Syria: 30 killed in mortar attack on school

— A mortar slammed into a ninth-grade classroom in the Damascus suburbs Tuesday, killing 29 students and a teacher, according to state media, as the civil war closed in on President Bashar Assad’s seat of power.

The state-run news agency SANA blamed the attack on terrorists, the term the regime uses for rebels who are fighting to topple the government.

An Education Ministry official, however, said 13 students and one teacher had been killed. The discrepancy could not be immediately reconciled.

The official spoke on condition of anonymity because he was not authorized to brief the media.

The mortar hit the al-Batiha school in al-Wafideen camp, about 15 miles northeast of Damascus, according to SANA. The camp houses 25,000 people displaced from the Golan Heights since the 1967 war between Syria and Israel.
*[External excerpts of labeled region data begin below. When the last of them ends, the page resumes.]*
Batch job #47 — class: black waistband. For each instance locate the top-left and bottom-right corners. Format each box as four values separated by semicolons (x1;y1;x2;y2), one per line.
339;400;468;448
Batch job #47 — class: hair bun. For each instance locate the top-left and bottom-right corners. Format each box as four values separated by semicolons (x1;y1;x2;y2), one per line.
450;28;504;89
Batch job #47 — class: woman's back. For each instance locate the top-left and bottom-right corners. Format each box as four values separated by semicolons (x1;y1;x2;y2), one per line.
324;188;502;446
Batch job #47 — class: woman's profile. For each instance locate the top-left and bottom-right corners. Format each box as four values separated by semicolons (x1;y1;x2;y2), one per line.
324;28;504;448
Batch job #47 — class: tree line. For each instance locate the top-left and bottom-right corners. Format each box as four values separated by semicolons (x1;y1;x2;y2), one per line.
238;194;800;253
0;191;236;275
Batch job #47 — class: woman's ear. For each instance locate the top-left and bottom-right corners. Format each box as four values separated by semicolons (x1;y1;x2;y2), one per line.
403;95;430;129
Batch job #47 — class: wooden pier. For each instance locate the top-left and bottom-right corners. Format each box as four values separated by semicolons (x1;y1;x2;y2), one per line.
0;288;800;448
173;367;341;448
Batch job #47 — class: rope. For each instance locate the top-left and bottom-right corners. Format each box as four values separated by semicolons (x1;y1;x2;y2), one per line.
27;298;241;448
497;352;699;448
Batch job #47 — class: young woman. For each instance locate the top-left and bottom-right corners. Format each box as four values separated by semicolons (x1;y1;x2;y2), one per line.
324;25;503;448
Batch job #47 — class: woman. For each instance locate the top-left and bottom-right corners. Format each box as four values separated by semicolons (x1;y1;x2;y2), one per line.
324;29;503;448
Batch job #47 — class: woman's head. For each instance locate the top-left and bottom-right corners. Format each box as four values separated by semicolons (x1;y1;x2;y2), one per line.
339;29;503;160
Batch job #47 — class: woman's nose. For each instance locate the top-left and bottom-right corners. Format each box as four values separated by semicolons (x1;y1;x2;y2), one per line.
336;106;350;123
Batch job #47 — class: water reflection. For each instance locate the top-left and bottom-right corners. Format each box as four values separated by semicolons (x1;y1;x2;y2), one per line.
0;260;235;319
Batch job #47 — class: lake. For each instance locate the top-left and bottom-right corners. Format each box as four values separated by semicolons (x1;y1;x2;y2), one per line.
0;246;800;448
Earlier, Syrian forces fired artillery at rebel targets in and around Damascus on Tuesday as the country’s civil war closed in on Assad’s seat of power and the international community grew increasingly alarmed about the regime’s chemical weapons stocks.

Syrian rebels have made gains in recent weeks, overrunning military bases and taking the fight to Damascus.

Since Thursday, the capital has seen some of the heaviest fighting since July, killing scores of people, forcing international flights to turn back or cancel flights and prompting the United Nations to withdraw most of its international staff.

U.S. intelligence has detected signs the regime was moving chemical weapons components around within several sites in recent days, according to a senior U.S. defense official and two U.S. officials. The activities involved movement within the sites, rather than the transfer of components in or out of various sites, two of the officials said.

But this type of activity had not been detected before and one of the U.S. officials said it bears further scrutiny.

NATO Secretary-General Anders Fogh Rasmussen warned Tuesday that “if anybody uses chemical weapons, I would expect an immediate reaction from the international community.”

His comments echoed a warning Monday from President Barack Obama that there would be consequences if Assad made the “tragic mistake” of deploying chemical weapons.

“Syrian stockpiles of chemical weapons are a matter of great concern,” Fogh Rasmussen said as he arrived in Brussels.